As I learn,read and grow I am making better meal choices. I wanted to go vegan but that has not been working out too well as I am not educated enough in the types of vegan foods and recipes that are low in carbs and high protein. I am finding a better balance everyday. I have been working on my physical exercise routines the best I can when I can move. Unfortunately my condition renders me with a lack of movement or no movement and bed bound at times. I have been doing a squat challenge. I keep trying never able to get past the first week. My neck issues me so much pain I end up with severe headaches and vomit. It is horrible. I try to stay focused. The days I do accomplish the squats I learn more about my muscles as they hurt like hell and let me know where each of them are. I know now why men walk the way they do at the gym. Feels like you have been bare back riding for hours. I have been using different protein supplements as I go. You really have to show some serious dedication or you will not get anywhere. The time this consumes daily is a great portion of the day. Wake up drink water check on my teenager see if he needs anything do stretches review morning business like the social media pages I run,emails and respond to text messages or phone calls during the morning all the while having to balance what to eat when to eat then wait three hours after a meal to exercise then wait 30 minutes after that to consume a protein shake and then continue with your day as most of us have families and animals to tend to. Dishes,laundry work,lunch,shakes all this has to have a balance.

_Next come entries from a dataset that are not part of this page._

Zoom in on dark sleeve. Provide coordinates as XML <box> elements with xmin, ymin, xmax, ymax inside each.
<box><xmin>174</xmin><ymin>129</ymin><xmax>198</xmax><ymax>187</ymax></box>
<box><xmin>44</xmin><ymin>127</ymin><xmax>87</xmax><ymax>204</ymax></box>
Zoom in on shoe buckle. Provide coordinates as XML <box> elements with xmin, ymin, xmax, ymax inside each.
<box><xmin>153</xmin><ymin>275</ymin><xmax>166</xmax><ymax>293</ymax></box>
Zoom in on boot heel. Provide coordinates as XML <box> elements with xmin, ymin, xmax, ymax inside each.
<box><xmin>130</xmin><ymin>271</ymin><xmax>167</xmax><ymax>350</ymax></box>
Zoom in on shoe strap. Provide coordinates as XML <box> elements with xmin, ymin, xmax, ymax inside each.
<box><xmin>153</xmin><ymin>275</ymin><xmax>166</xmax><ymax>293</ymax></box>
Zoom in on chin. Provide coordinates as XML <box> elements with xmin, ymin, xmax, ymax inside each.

Trying to find balance in this chaos is not easy to say the least. We have a magnitude of things to do in a day so how do we micro manage everything if we do not have a set schedule or plan. I mostly wing it no matter how well I plan something it all depends on if I can move or not. No matter how well laid out my plans for the day is I am always ready to improvise all the while trying to maintain focus on what I am doing with my caloric intake and output.
I have this desire to look a certain way. I am left with lots of doubt as I come across negative people who fat shame and do nothing more than be a ball of negative energy. Trying to work through the emotional pain along with the physical has definitely been all but a piece of cake. As I age my body reminds me I am not a spring chicken anymore. What I use to be able to do is a distant memory now. I have to stay focused if I want to reach my goals. I deal with a lot of good,bad and down right scary people on a daily basis. Social media has become a stalkers paradise. This has kept me busy fending off quit a few people. I ended up having to take measures to lock down my personal page and only make it to where people can contact me on my main pages. All this to try to get my story out to see if I can encourage others like me who are on that self finding journey. To be one with oneself. The next time you think someone is spending too much time at the gym or on themselves try to understand in order for them to look the way they want they have to be dedicated to a lifestyle that bring results of what it is they set forth to accomplish. Just remember there is a major difference between obsession or dedication.